On Wed, Aug 13, 2014 at 2:17 PM, Andy Lutomirski <luto@...capital.net> wrote:
> On Wed, Aug 13, 2014 at 2:02 PM, Alexei Starovoitov <ast@...mgrid.com> wrote:
>> On Wed, Aug 13, 2014 at 11:35 AM, Andy Lutomirski <luto@...capital.net> wrote:
>>>
>>> The compiler can still think of it as a single insn, though, but some
>>> future compiler might not.
>>
>> I think that would be very dangerous.
>> compiler (user space) and kernel interpreter must have the same
>> understanding of ISA.
>>
>>> In any case, I think that, if you use the
>>> same code for high and for low, you need logic in the JIT that's at
>>> least as complicated.
>>
>> why do you think so? Handling of pseudo BPF_LD_IMM64 is done
>> in single patch #11 which is one of the smallest...
>>
>>> For example, what happens if you have two
>>> consecutive 64-bit immediate loads to the same register?  Now you have
>>> four consecutive 8-byte insn words that differ only in their immediate
>>> values, and you need to split them correctly.
>>
>> I don't need to do anything special in this case.
>> Two 16-byte instructions back to back is not a problem.
>> Interpreter or JIT don't care whether they move the same or different
>> immediates into the same or different register. Interpreter and JITs
>> are dumb on purpose.
>> when verifier sees two back to back ld_imm64, the 2nd will simply
>> override the value loaded by first one. It's not any different than
>> two back to back 'mov dst_reg, imm32' instructions.
>
> But this patch makes the JIT code (and any interpreter) weirdly
> stateful.  You have:
>
> +               case BPF_LD | BPF_IMM | BPF_DW:
> +                       /* movabsq %rax, imm64 */
> +                       EMIT2(add_1mod(0x48, dst_reg), add_1reg(0xB8, dst_reg));
> +                       EMIT(insn->imm, 4);
> +                       insn++;
> +                       i++;
> +                       EMIT(insn->imm, 4);
> +                       break;
>
> If you have more than two BPF_LD | BPF_IMM | BPF_DW instructions in a
> row, then the way in which they pair up depends on where you start.

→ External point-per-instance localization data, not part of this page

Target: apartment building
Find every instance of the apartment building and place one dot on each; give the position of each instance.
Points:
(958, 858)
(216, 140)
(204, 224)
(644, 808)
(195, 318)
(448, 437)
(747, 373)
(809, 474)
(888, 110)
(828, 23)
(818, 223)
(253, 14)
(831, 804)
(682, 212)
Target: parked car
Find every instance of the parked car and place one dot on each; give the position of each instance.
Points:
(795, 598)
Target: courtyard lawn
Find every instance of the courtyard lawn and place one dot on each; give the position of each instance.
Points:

For JIT it's not a problem, since it's doing a linear scan. So it always
starts at instruction boundary.
But thinking about it further you're right that it's a bug in verifier.
I've tried it and indeed depending on type of branch verifier doesn't
catch a case of two 16-byte instructions back to back and jump
goes into 2nd half of 1st insn. I need to fix that.

> I think it would be a lot clearer if you made these be "load low" and
> "load high", with JIT code like:
>
> +               case BPF_LOAD_LOW:
> +                       /* movabsq %rax, imm64 */
> +                       if (next insn is BPF_LOAD_HIGH) {

such 'if' will be costly in interpreter. I want to avoid it.

> (and you'd have to deal with whether load low by itself is illegal,
> zero extends, sign extends, or preserves high bits).

I don't need an instruction that loads low 32-bit. It already exists.
It's called 'mov'.
I'm going to try encoding:
insn[0].code = LD | IMM | DW
insn[1].code = 0
zero is invalid opcode, so it's your 'continuation'.
and it is still single 16-byte instructions without any interpreter overhead.

> This has a nice benefit for future-proofing: it gives you 119 bits of
> payload for 16-byte instructions.

It's already future proofed. We can add 24 byte instructions and so on
just as well. There is no point to reserve 119 bits when no one is using
them.

> On the other hand, a u8 for the opcode is kind of small, and killing
> half of that space like this is probably bad.  Maybe reserve two high
> bits, with:

That's an overkill. We use ~80 opcodes out of 256.
There is plenty of room. I see no reason to switch to 16-bit opcodes
until we get even close to half of u8 space.
It feels that we're starting to bikeshed.